There are strong indications that the official price of gasoline may rise above N200 per liter. The Nigerian National Petroleum Company Limited (NNPC)has implemented a N500,000 Ship-to-Ship Coordination Charge for each transshipment procedure for fuel for using its Marine Logistics. The levy on any transshipment operation was part of the NNPC’s efforts to completely recoup its operations costs following the passage of the Petroleum Industry Act, which created the national oil company a limited liability company. The following is taken from a note from NNPC Limited with the reference NNPC/ML/STS01, dated February 18, 2022, and issued to all marketers with the title “Payment of STS Coordination Charge,” signed by O.I O Ajilo on behalf of GGM Shipping.
NNPC Management has directed that the STS Coordination cost for each transshipment operation involving NNPC Marine Logistics will be charged at the rate of N500,000.00. This sum will cover the manpower and resources needed to coordinate and produce cargo documentation for transshipment operations. The accounting division will generate a remita payment request for each operation in order to effect necessary payment upon the boats giving notice of readiness, NOR.

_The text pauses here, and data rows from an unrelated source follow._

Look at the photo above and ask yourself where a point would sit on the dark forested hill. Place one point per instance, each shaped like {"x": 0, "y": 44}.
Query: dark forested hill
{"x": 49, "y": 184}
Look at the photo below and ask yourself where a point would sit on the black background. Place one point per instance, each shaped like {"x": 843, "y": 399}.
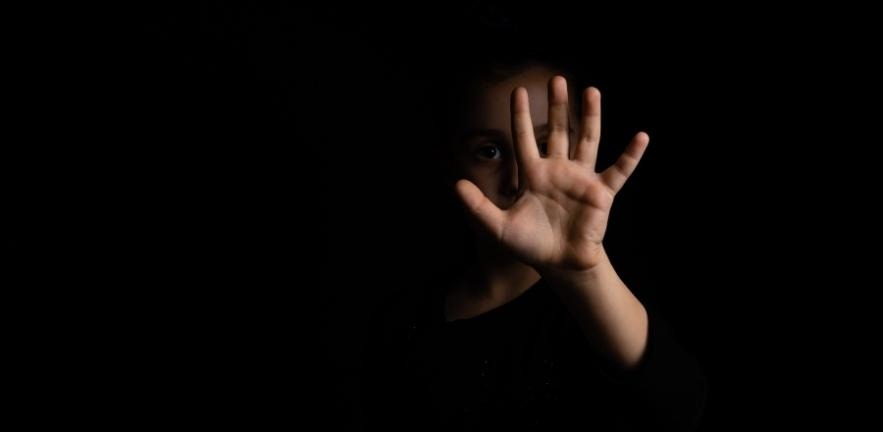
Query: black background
{"x": 270, "y": 175}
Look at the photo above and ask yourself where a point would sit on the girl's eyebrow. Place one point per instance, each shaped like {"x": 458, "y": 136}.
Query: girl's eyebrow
{"x": 541, "y": 129}
{"x": 486, "y": 133}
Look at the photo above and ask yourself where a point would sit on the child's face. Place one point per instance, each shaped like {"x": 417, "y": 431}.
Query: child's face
{"x": 485, "y": 155}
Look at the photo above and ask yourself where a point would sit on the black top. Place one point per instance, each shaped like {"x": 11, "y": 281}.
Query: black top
{"x": 525, "y": 365}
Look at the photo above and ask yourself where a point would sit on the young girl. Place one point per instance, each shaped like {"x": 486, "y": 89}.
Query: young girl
{"x": 539, "y": 332}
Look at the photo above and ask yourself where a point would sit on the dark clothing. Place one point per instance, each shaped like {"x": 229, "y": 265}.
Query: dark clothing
{"x": 525, "y": 365}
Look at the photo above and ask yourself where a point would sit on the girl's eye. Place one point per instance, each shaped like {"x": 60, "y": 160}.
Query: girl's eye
{"x": 488, "y": 152}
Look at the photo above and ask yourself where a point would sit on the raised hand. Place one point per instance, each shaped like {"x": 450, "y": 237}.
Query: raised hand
{"x": 560, "y": 217}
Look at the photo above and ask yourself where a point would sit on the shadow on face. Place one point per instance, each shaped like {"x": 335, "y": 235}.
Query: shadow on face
{"x": 483, "y": 150}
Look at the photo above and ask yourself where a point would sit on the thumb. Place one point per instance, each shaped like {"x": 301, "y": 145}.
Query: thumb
{"x": 480, "y": 206}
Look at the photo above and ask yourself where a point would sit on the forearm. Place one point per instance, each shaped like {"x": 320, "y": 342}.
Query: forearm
{"x": 610, "y": 316}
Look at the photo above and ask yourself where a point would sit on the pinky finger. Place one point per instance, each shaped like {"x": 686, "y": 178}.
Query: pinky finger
{"x": 616, "y": 175}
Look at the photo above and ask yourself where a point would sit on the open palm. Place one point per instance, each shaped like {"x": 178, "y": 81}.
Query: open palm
{"x": 561, "y": 214}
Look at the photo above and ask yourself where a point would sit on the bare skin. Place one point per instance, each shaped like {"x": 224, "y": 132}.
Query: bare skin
{"x": 544, "y": 213}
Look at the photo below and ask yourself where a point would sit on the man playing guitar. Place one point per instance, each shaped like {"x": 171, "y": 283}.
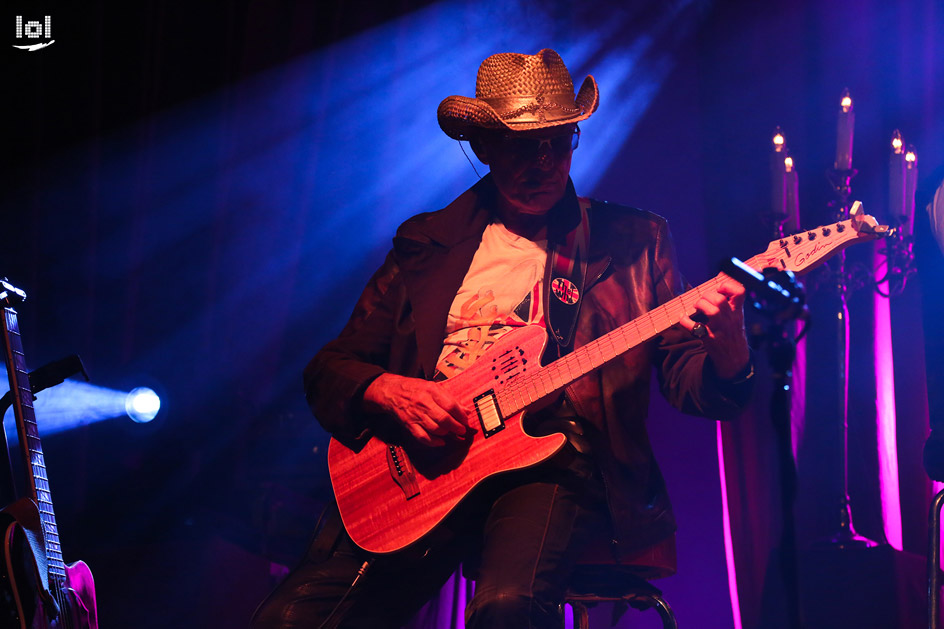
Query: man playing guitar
{"x": 519, "y": 249}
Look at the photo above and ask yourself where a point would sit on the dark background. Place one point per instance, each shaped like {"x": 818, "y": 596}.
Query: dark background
{"x": 193, "y": 195}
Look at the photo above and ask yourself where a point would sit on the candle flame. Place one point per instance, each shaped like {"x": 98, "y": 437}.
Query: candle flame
{"x": 846, "y": 102}
{"x": 897, "y": 143}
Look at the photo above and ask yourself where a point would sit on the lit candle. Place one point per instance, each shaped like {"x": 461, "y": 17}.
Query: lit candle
{"x": 844, "y": 132}
{"x": 911, "y": 184}
{"x": 896, "y": 180}
{"x": 791, "y": 197}
{"x": 778, "y": 178}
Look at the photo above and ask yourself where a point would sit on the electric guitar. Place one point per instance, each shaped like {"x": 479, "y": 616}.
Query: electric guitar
{"x": 37, "y": 589}
{"x": 390, "y": 493}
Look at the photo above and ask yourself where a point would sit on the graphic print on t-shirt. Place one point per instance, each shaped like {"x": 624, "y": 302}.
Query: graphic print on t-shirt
{"x": 501, "y": 291}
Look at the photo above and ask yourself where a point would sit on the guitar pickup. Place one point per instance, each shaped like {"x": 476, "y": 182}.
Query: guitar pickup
{"x": 402, "y": 471}
{"x": 486, "y": 406}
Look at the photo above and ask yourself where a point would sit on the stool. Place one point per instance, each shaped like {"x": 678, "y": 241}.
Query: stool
{"x": 600, "y": 578}
{"x": 934, "y": 561}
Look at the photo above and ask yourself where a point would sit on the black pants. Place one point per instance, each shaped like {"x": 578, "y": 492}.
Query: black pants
{"x": 519, "y": 538}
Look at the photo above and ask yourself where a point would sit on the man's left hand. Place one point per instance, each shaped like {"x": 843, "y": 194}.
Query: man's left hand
{"x": 722, "y": 315}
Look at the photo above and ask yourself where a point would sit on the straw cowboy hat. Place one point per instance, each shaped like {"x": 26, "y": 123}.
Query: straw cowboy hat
{"x": 519, "y": 92}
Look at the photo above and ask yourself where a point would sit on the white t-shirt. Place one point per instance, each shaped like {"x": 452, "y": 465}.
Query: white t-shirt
{"x": 501, "y": 291}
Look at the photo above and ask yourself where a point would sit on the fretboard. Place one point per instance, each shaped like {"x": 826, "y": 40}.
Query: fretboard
{"x": 30, "y": 444}
{"x": 525, "y": 390}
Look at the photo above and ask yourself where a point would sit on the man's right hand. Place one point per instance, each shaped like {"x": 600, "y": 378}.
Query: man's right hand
{"x": 426, "y": 410}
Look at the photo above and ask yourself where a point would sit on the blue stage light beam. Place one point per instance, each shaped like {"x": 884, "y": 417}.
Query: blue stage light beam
{"x": 73, "y": 403}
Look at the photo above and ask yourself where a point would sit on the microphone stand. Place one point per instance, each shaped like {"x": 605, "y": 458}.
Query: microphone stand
{"x": 781, "y": 299}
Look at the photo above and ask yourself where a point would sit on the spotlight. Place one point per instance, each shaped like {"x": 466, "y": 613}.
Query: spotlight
{"x": 142, "y": 405}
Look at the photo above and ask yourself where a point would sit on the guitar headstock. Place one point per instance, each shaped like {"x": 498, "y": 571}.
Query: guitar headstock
{"x": 805, "y": 251}
{"x": 10, "y": 295}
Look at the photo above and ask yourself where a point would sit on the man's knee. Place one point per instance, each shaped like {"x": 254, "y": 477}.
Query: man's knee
{"x": 509, "y": 608}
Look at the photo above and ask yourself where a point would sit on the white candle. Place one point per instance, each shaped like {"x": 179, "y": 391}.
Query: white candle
{"x": 911, "y": 186}
{"x": 778, "y": 177}
{"x": 791, "y": 200}
{"x": 896, "y": 180}
{"x": 844, "y": 132}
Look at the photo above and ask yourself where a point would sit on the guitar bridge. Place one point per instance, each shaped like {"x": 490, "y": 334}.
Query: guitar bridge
{"x": 486, "y": 406}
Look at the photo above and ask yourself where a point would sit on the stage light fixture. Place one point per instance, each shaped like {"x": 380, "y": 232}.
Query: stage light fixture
{"x": 142, "y": 405}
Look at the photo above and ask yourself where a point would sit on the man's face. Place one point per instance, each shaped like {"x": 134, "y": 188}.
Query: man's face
{"x": 530, "y": 168}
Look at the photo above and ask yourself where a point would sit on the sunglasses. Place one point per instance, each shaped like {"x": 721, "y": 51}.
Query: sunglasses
{"x": 524, "y": 147}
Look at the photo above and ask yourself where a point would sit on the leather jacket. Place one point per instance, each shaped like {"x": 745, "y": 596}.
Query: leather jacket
{"x": 398, "y": 322}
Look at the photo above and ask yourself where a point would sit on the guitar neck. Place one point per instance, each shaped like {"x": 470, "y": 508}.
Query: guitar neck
{"x": 807, "y": 252}
{"x": 30, "y": 445}
{"x": 550, "y": 379}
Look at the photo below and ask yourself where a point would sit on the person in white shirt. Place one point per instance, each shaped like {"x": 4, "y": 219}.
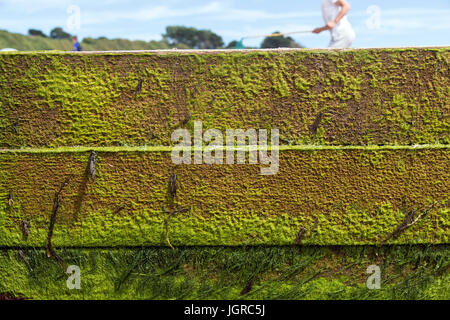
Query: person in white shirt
{"x": 335, "y": 15}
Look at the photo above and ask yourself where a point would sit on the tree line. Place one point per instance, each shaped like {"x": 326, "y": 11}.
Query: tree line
{"x": 187, "y": 37}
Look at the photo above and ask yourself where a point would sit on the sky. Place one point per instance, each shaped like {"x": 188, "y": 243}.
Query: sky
{"x": 377, "y": 23}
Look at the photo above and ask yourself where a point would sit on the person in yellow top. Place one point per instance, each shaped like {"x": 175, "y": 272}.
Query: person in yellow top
{"x": 334, "y": 14}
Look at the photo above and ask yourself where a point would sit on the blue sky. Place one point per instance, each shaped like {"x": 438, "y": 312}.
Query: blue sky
{"x": 378, "y": 23}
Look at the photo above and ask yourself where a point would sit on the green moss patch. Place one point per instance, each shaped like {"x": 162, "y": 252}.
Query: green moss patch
{"x": 373, "y": 96}
{"x": 356, "y": 196}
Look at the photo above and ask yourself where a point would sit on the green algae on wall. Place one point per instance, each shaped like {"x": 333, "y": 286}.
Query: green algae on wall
{"x": 357, "y": 196}
{"x": 407, "y": 272}
{"x": 370, "y": 96}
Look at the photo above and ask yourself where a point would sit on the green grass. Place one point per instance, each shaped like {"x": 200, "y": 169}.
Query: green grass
{"x": 407, "y": 272}
{"x": 27, "y": 43}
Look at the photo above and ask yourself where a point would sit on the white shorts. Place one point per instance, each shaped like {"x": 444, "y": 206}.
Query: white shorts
{"x": 345, "y": 41}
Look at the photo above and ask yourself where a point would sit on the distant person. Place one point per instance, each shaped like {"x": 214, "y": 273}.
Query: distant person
{"x": 76, "y": 44}
{"x": 334, "y": 13}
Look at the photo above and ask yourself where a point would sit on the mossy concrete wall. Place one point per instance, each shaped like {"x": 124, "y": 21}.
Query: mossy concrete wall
{"x": 117, "y": 102}
{"x": 379, "y": 152}
{"x": 366, "y": 96}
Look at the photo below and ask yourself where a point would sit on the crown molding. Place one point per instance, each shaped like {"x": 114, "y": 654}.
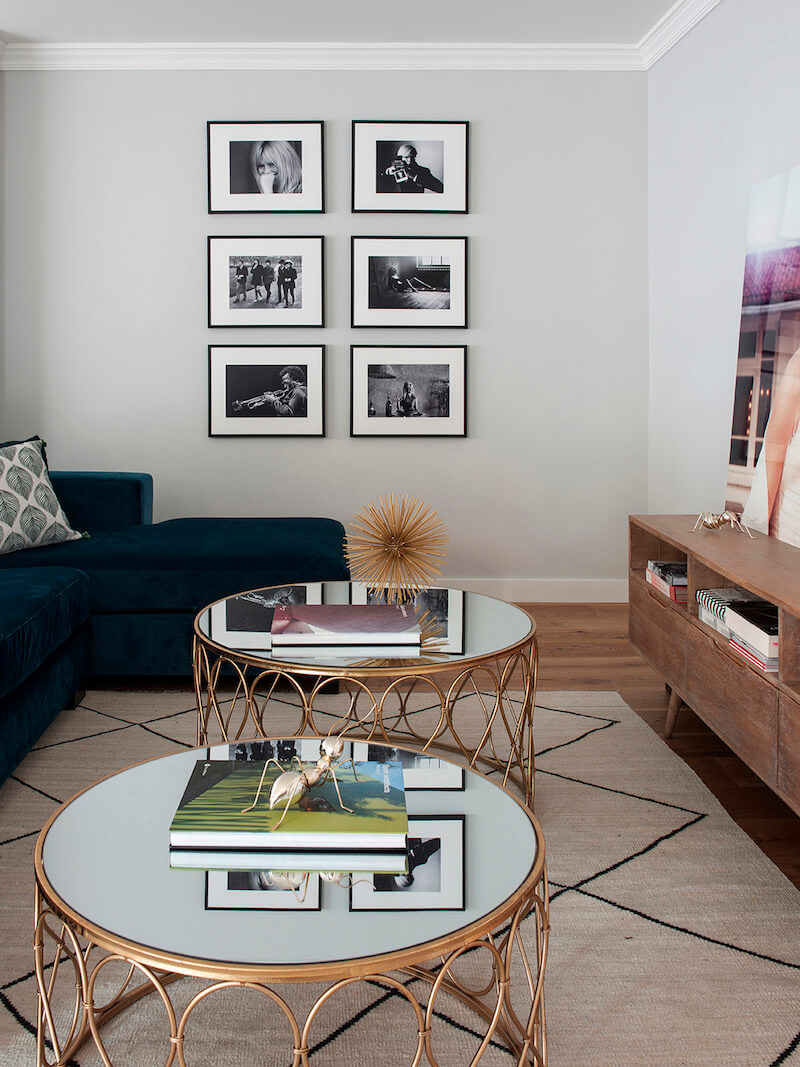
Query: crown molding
{"x": 682, "y": 17}
{"x": 319, "y": 57}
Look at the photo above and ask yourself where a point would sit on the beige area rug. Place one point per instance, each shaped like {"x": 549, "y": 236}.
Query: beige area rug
{"x": 674, "y": 940}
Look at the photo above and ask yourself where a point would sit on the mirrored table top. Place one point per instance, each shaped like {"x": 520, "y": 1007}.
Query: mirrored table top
{"x": 106, "y": 858}
{"x": 459, "y": 626}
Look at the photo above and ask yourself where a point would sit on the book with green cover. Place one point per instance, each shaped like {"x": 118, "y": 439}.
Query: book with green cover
{"x": 210, "y": 813}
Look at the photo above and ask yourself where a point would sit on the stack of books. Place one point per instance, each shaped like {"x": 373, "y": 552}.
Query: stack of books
{"x": 712, "y": 604}
{"x": 346, "y": 630}
{"x": 753, "y": 626}
{"x": 669, "y": 577}
{"x": 211, "y": 830}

According to an industry source, the process of treating off-spec PMS is continuing as recommended by chemists and analytical laboratories; sludge extracts are being treated and disposed of without causing environmental impact. the source explained that the Petroleum Products Marketing Company, or PPMC, brings in cargoes for the above-mentioned procedure and distribution to the general population, but that they need to do a lot more. Meanwhile, a top industry player noted that while NNPC Limited and its business units, all of which are also ‘Limited,’ are recovering all of their costs by passing them on to marketers, there is no approval for marketers to pass these costs on to the pump buyer, and marketers are unable to absorb these costs. It was learned that the NNPC’s cost recovery drive through the new transshipment tax led depot owners to hike the ex-depot price of petrol, forcing marketers to raise the PMS price over the permitted cost of N142-N145/litre. The majority of private depot owners have increased the ex-depot price of gasoline from the permitted N142-N145/litre to between N162 and N170/litre. This caused many independent marketers’ filling stations to sell gasoline beyond the allowed price, claiming that the cost of the commodity will soon reach N180/litre in most retail outlets, with the exception of mega stations and those operated by big marketers. About 90% of Nigeria’s filling stations are owned and operated by independent oil marketers.
With these developments a price hike is inevitable, although it’s pertinent to note that this isn’t the FG stopping subsidy payment but it’s rather the NNPC Ltd sourcing for extra means of revenue. The side effect as regards to pricing of Petroleum Products is that the final consumers are bound to pay more for the product, with also the current global crises rising from the Russia vs Ukraine war that has the price of crude oil currently at $110, all these with the new charges from NNPC indicates to a possible hike in prices of AGO PMS MGO DPK.